On 3/20/19 5:47 PM, Sagi Grimberg wrote:
If I understand the race correctly, its not between the requests
completion and the queue pairs removal nor the timeout handler
necessarily, but rather it is between the async requests completion and
the tagset deallocation.
Think of surprise removal (or disconnect) during I/O, drivers
usually stop/quiesce/freeze the queues, terminate/abort inflight
I/Os and then teardown the hw queues and the tagset.
IIRC, the same race holds for srp if this happens during I/O:
1. srp_rport_delete() -> srp_remove_target() -> srp_stop_rport_timers()
-> __rport_fail_io_fast()
2. complete all I/Os (async remotely via smp)
Then continue..
3. scsi_host_put() -> scsi_host_dev_release() -> scsi_mq_destroy_tags()

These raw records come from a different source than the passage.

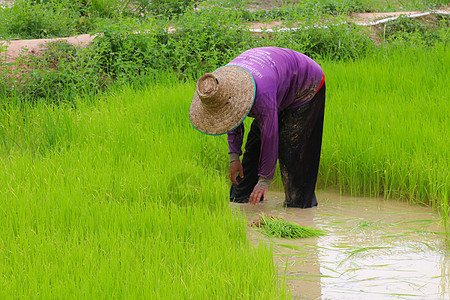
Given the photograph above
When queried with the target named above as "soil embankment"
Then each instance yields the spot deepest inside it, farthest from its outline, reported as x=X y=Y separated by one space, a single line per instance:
x=17 y=47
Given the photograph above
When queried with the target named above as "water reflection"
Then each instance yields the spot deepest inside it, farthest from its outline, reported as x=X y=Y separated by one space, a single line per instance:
x=374 y=249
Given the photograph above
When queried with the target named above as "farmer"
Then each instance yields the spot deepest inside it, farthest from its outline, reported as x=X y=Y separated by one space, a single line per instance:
x=284 y=91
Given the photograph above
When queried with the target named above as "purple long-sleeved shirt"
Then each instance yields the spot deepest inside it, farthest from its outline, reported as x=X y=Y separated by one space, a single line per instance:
x=284 y=79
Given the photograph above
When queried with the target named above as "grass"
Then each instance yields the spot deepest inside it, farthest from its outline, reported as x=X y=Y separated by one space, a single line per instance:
x=277 y=227
x=98 y=202
x=386 y=126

What is preventing (3) from happening before (2) if its async? I would
think that scsi drivers need the exact same thing...
Hi Sagi,
As Ming already replied, I don't think that (3) can happen before (2) in
case of the SRP driver. If you have a look at srp_remove_target() you
will see that it calls scsi_remove_host(). That function only returns
after blk_cleanup_queue() has been called for all associated request
queues. As you know that function waits until all outstanding requests
have completed.
Bart.